Biographical Brief

 

CY LEHRER

  

e-mail:  click here to e-mail Cy Lehrer

web site:  www.cylehrerphotography.net



Cy Lehrer has been photographing since 1957 and has shown his work publicly since 1983, with more than 115 solo and major exhibits to his credit as well as participation in numerous invitational group shows.


Working for many years in the "fine print" black‑and‑white mode, Lehrer has recently been employing digital color imagery. His photographic interests have ranged across the social documentary essay form, traditional landscapes, satirical aspects of the urban and suburban landscape, monumental ancient ruins and the contemporary street life surrounding them, and candid environmental/situational portraits conveying a range of feelings from irony and humor to solitude and isolation.  A recurring theme of his work addresses in various ways issues of mortality, impermanence and the brevity of life.


Since transitioning to digital color, Lehrer's projects have included "Vanitas," an ongoing still-life series of decaying  fruits and vegetables, satirical street photography and urban landscape, and a large body of work made in China in late 2005.  He most recently photographed extensively in both Argentina and Louisiana in 2008 and 2010, Alaska in 2009, Israel in 2009 and 2010, and is continually adding to a new, substantial body of candid street and other off-beat images provisionally entitled “Mishigoss/Pasticcio.”  Lehrer has also created a collection of abstract and non-objective photographs in a move away from the literal and hyper-realism that more typically characterized his work.


In December 2010 Lehrer returned to Texas Canyon to re-photograph in color many of the scenes he depicted 25 years earlier in black-and-white; and a year later he produced a group of experimental images distorting the natural colors of this landscape, adding bands of manufactured color, converting portions of images to monochrome, etc.  Late in 2011 he added a group of images to his satirical Las Vegas collection, and also developed a series of photos presenting swirls, curls and waves of hair, close-up and in high-contrast monochromatic tones.


From 2011 through 2014 he added substantially to his collections of street and candid photographs “(Medley” groups), produced several series of dark and contemplative images (“Noir” and “Equa” groups, and is now creating a whimsical group of pictures highlighting red objects seen in parking lots.  His recent work, drawn from four projects, was shown at the Tucson International Airport from September through the end of 2013.


Lehrer has had one‑person showings of his work in many notable venues, including: the Tucson, AZ, Museum of Art; the Temple of Music and Art Gallery in Tucson (retrospective exhibit in 2007); the Dayton, OH, Art Institute; the Cedar Rapids, IA, Museum of Art; the Springfield, MA, Museum of Fine Arts; the Lafayette, IN, Museum of Art; the Appleton Museum of Art, Ocala, FL; the U. S. Air Force Museum, Dayton, OH; the Field Museum of Natural History in Chicago; the San Diego Museum of Man; the Milwaukee Public Museum; the Riverside Museum of the Louisiana Arts and Science Center, Baton Rouge; the Roswell, NM, Museum of Art; the Yeshiva University Museum in New York; the International Photography Museum, Oklahoma City; the University of Nebraska Great Plains Art Museum, Lincoln, NE; and, the Maine Center for the Arts, Orono, ME. In addition, he has shown in many other universities, public and private museums, galleries and art centers.  His work has appeared several times in group shows at the renowned Center for Creative Photography, Tucson, AZ.


Lehrer has been a participant in the United States Department of State's Art in Embassies program; his photographs have been displayed in U. S. embassies in Kuwait, Bolivia and Madagascar.

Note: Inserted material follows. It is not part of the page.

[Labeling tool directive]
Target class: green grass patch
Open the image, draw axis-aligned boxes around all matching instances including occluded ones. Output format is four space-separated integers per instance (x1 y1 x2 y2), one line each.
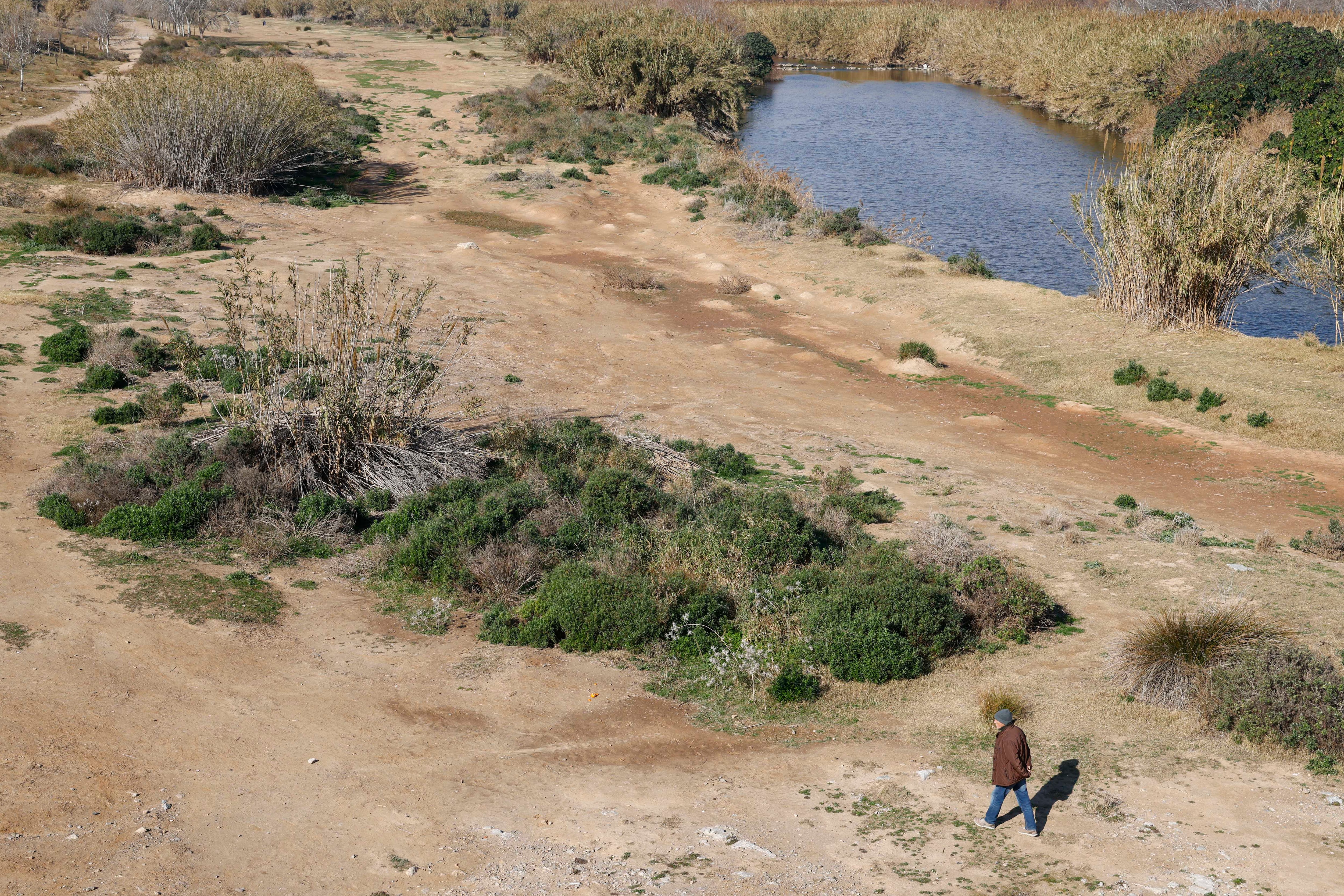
439 211 546 236
118 572 285 625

Lehrer's photo essay "Maya ... of Earth, the Heavens, the Gods" was juried into the Touring Exhibit Program (1991) of the Mid‑America Arts Alliance (ExhibitsUSA), Kansas City, MO, and his project "Bypassed Places: Route 66" was traveled for three years by the Arizona Commission on the Arts (1988‑90).


A book of his landscapes, "Texas Canyon, AZ: An Eloquence of Stone," was published in 1987 by the Amerind Foundation, Dragoon, AZ. His photographs are in numerous private and institutional collections, including the Center for Creative Photography, Tucson, AZ, the Tucson Museum of Art, the Albuquerque Museum, and many of the museums cited above.  Lehrer's series of images made in various Holocaust sites in Germany and Eastern Europe are on permanent exhibition at the U. S. Air Force Museum, Wright-Patterson AFB, Dayton, OH.